Distinguisher D is similar to hybrid $j$, in that the nodes in the first $j$ layers are assigned completely random labels. When evaluating along a particular path through $v_{j-1}^{L}$, rather than labeling the two children by applying $G$ to its label, it simply splits the input $y$ into two strings $y_{0...n}$,$y_{n+1...2n}$. If $y$ is truly random, $D$ is identical to hybrid $j+1$. If $y=G(s)$ for some random seed $s$, then $D$ simulates hybrid $j$.{#distinguisherd width=80% }

We can now describe our distinguisher $D$ (see distinguisherd{.ref}) for the pseudorandom generator. On input a string $y\in{0,1}^{2n}$ $D$ will run $A$ and the $j^{th}$ oracle inside its belly with one difference- when the time comes to label the $j^{th}$ node, instead of doing this by applying the pseudorandom generator to the label of its parent $v$ (which is what should happen in the $j^{th}$ oracle) it uses its input $y$ to label the two children of $v$.

Now, if $y$ was completely random then we get exactly the distribution of the $j+1^{st}$ oracle, and hence in this case $D$ simulates internally the $j+1^{st}$ hybrid. However, if $y=G(s)$ for some randomly sampled $s\in{0,1}^n$, though it may not be obvious at first, we actually get the distribution of the $j^{th}$ oracle.

The equivalence between hybrid $j$ and distinguisher $D$ under the condition that $y=G(s)$ is non obvious, because in hybrid $j$, the label for the children of $v_{j-1}^{L}$ was supposed to be the result of applying the pseudorandom generator to the label of $v_{j-1}^{L}$ and not to some other random string (see distinguisherd{.ref}). However, because $v$ was labeled before the $j^{th}$ step then we know that it was actually labeled by a random string.
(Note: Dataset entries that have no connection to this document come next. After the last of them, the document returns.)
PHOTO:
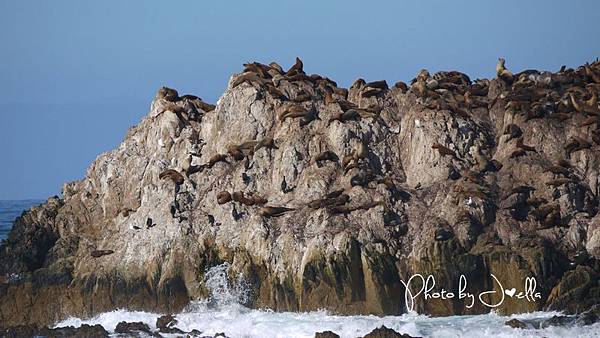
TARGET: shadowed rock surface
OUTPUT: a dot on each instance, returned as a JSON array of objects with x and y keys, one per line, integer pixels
[{"x": 333, "y": 196}]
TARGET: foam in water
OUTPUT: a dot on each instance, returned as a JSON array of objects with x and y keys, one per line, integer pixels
[{"x": 222, "y": 312}]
Moreover, since we use lazy evaluation we know that step $j$ is the first time where we actually use the value of the label of $v$. Hence, if at this point we resampled this label and used a completely independent random string $s$ then the distribution of $v_{j-1}^{L}$ and $s$ would be identical.

The key observations here are:

  1. The output of $A$ does not directly depend on the internal labels, but only on the labels of the leaves (since those are the only values returned by the oracle).

  2. The label for an internal vertex $v$ is only used once, and that is for generating the labels for its children.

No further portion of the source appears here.